Barenboim said at the press conference, "There is no title, there's no contract, there's nothing. And because of this, there's everything," according to the AP. Muti, 64, had been music director of La Scala since 1986 but resigned a year ago citing "hostility" from the opera house's orchestra and staff over soured labor negotiations and canceled performances.
Frenchman St_phane Lissner, who has been general and artistic director since last May, said the search will continue for a music director, stressing that several years are usually needed to make such an appointment.
Barenboim will inaugurate his partnership with La Scala with Verdi's Requiem Mass in November 2007 to commemorate the 50th anniversary of the death of Arturo Toscanini. He will conduct at least two opera productions each season for La Scala, starting with Wagner's Tristan und Isolde in December 2007; he will complete the Ring cycle in 2011.
Barenboim will remain general music director at Berlin's Staatsoper, which will enter a collaboration with La Scala that will see the two houses exchange productions, according to the AP.
He is also lifetime chief conductor of the opera's Staatskapelle orchestra and music director of the Chicago Symphony Orchestra, which he will leave following a final concert on June 17. The Chicago Tribune reports that Barenboim is not planning to return to the city, quoting him as saying he "has never been a guest conductor."

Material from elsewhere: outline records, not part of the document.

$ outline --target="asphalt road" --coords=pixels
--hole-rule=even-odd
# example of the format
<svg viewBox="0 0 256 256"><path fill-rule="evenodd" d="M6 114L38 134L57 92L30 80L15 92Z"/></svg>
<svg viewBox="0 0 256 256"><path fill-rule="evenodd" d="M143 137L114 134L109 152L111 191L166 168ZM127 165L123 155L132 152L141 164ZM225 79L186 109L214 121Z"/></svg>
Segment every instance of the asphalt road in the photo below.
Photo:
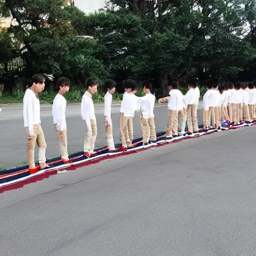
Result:
<svg viewBox="0 0 256 256"><path fill-rule="evenodd" d="M0 255L256 255L256 128L0 194Z"/></svg>
<svg viewBox="0 0 256 256"><path fill-rule="evenodd" d="M0 108L0 168L11 168L26 163L26 136L24 127L22 105L2 105ZM54 130L52 116L52 105L41 106L41 122L47 144L47 158L60 156L60 148L57 135ZM198 112L198 121L202 122L202 104ZM104 106L95 105L98 134L96 148L106 145L104 126ZM84 136L84 127L80 118L80 105L68 105L66 108L68 125L68 144L69 154L82 151ZM114 136L116 144L120 142L119 116L120 104L112 107L112 119ZM154 108L155 122L157 132L165 130L167 124L167 106L156 104ZM134 138L142 137L140 115L136 113L134 120ZM38 150L36 147L36 159L38 159Z"/></svg>

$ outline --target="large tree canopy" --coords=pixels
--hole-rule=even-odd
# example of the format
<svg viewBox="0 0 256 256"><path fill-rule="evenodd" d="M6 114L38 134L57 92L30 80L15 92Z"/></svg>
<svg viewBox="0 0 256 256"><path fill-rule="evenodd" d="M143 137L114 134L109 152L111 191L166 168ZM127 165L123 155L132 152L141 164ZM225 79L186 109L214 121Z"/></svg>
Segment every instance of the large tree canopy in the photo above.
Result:
<svg viewBox="0 0 256 256"><path fill-rule="evenodd" d="M150 79L162 94L170 76L256 78L254 0L110 0L90 15L68 2L0 0L2 16L16 21L0 32L0 62L20 54L20 76L65 75L78 84L90 76Z"/></svg>

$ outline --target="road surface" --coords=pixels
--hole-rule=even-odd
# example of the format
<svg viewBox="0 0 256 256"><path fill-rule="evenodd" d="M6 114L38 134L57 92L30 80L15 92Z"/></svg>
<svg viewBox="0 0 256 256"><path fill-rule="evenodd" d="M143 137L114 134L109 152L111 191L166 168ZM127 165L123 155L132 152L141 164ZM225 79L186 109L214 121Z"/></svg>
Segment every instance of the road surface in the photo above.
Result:
<svg viewBox="0 0 256 256"><path fill-rule="evenodd" d="M0 194L0 255L256 255L256 128L153 148Z"/></svg>
<svg viewBox="0 0 256 256"><path fill-rule="evenodd" d="M26 163L26 144L27 138L24 127L22 105L0 105L0 168L11 168ZM60 148L57 135L52 124L52 105L41 106L41 122L47 144L47 158L60 156ZM198 121L202 123L202 103L198 110ZM96 148L106 145L104 126L104 106L95 105L98 134ZM84 127L80 118L80 105L68 105L66 108L68 124L68 145L69 154L82 151ZM116 144L120 143L119 116L120 104L112 107L114 136ZM167 124L167 106L156 104L154 109L155 122L157 132L165 130ZM140 115L136 113L134 120L134 138L142 137ZM36 147L36 159L38 159L38 150Z"/></svg>

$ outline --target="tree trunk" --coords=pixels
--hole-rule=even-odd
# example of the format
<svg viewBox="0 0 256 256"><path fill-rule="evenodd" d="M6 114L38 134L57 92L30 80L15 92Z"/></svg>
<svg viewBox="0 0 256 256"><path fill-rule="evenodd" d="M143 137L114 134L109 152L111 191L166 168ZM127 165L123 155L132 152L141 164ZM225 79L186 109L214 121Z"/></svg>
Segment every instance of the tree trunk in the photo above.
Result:
<svg viewBox="0 0 256 256"><path fill-rule="evenodd" d="M158 72L159 86L161 90L161 96L166 96L168 92L168 77L170 73L168 71L160 71Z"/></svg>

Barenboim was born in Bueno Aires in 1942 to piano teacher parents of Russian-Jewish descent. He began studying piano aged five and gave his first performance at seven. The family moved to Israel in 1951. Barenboim has had an active career as a pianist and launched his conducting career in 1967. He is also known an outspoken thinker and political activist, particularly on the subject of the Israel-Palestinian conflict.